8 3 user defined basis set
0 0 8 2. 1.
4000. 0.00144
1355.58 0.00764
248.545 0.05370
69.5339 0.16818
23.8868 0.36039
9.27593 0.38612
3.82034 0.14712
1.23514 0.07105
0 1 5 8. 1.
52.1878 -0.00873 0.00922
10.3293 -0.08979 0.07068
3.21034 -0.04079 0.20433
1.23514 0.37666 0.34958
0.536420 0.42248 0.27774
0 1 1 0. 1.
0.210000 1. 1.
6 3 Pople 6-21G basis set
2 0 6 2. 0.
2 1 2 4. 0.
2 1 1 0. 0.
108 3
2 0 6 2. 0.
2 1 2 6. 0.
2 1 1 0. 0.
99 0
END
END
8 0 8
FMIXING
30
END

Exercise: define a STO-3G basis set for Oxygen.
Exercise: define a STO-3G basis set for Magnesium.
Exercise: define a STO-3G basis set for MgO
Exercise: define an extended basis set for MgO referring to the CRYSTAL basis set library.

The choice of the basis set is a fundamental step in defining the level of calculation and its accuracy. This is of particular importance when treating periodic systems where a large variety of chemical bonding can be found.

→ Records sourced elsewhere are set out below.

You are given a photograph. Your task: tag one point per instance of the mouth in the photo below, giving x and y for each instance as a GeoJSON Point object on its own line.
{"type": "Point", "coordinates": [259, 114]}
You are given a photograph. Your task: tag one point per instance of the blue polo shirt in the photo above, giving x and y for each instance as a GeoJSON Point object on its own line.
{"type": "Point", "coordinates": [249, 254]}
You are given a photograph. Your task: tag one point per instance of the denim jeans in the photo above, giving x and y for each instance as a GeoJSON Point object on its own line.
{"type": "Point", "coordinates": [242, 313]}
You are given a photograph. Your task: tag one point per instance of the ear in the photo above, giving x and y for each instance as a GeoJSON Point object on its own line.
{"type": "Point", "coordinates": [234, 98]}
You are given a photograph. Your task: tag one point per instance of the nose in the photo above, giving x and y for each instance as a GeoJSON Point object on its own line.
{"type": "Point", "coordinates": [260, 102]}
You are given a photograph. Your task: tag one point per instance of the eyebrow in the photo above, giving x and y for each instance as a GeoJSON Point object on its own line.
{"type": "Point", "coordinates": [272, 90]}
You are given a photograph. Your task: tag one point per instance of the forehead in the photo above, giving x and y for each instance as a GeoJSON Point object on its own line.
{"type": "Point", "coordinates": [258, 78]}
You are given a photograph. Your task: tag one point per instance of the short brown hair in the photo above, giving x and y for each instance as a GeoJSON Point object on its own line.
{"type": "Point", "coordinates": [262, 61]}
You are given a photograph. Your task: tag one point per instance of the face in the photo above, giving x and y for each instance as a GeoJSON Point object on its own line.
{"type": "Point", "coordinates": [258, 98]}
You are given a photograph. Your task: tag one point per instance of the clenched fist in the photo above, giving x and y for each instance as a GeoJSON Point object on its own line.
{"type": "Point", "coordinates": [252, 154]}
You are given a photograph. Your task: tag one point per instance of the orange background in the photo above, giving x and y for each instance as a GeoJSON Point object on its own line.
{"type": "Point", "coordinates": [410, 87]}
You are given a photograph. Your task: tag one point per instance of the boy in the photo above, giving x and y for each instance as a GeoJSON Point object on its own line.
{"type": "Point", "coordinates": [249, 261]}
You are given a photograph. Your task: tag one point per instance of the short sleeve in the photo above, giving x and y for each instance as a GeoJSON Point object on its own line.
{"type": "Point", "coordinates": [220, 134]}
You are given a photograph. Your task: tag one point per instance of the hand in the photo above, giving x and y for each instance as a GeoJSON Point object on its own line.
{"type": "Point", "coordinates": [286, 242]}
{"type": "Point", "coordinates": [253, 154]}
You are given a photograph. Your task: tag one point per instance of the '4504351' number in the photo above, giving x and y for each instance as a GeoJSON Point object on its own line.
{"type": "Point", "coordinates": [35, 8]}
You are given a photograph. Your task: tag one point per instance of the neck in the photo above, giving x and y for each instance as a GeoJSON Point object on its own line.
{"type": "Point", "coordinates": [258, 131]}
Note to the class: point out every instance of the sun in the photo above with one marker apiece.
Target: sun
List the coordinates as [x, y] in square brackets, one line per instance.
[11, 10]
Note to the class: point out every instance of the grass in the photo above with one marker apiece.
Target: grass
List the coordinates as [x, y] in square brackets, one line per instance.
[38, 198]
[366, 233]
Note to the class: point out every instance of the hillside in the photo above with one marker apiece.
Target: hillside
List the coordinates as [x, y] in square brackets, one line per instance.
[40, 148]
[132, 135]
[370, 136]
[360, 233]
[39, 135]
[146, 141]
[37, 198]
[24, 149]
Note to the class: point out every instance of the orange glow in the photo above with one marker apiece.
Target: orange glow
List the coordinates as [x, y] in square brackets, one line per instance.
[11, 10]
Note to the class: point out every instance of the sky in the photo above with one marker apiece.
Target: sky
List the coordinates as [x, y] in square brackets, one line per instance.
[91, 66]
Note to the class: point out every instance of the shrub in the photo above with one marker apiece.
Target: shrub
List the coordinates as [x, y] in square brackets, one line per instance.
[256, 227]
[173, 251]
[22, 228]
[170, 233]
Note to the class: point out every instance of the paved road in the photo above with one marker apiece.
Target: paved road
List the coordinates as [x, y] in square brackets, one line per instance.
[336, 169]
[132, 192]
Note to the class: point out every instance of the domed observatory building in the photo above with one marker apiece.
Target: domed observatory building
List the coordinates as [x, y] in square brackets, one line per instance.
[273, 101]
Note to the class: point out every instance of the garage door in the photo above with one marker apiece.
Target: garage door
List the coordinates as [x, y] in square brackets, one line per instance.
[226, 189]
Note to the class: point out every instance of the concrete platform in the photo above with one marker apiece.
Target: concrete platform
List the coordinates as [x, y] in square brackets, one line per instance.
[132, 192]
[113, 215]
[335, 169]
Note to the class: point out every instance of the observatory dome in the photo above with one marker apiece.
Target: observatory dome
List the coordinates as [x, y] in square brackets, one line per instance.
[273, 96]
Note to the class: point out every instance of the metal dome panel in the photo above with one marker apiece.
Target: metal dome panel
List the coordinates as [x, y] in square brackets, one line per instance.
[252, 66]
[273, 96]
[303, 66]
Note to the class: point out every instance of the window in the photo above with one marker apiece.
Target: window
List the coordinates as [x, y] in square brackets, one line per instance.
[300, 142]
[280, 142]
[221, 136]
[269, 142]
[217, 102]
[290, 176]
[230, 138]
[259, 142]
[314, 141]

Molecular basis sets can be used in periodic calculations but their adequacy must be carefully checked. In particular the role of diffuse functions in crystalline systems must be assessed.
Very diffuse functions can yield numerical instabilities and risk of linear dependence catastrophes. Further, due to the truncation criteria of the infinite sum, based on the overlap, decreasing the exponents of the primitive gaussians the number of integrals to be calculated increases very rapidly.
Too extended basis sets are not needed in periodic calculations because the complete basis set limit is reached quicker than in molecular calculations. Further, the risk of linearly dependence problems increases.

The choice of the basis set is a compromise between accuracy and costs. Nevertheless, we think that the accuracy must be the main goal of ab initio calculations. So, good quality basis sets should be always used in spite of their computational cost to avoid producing meaningless numbers.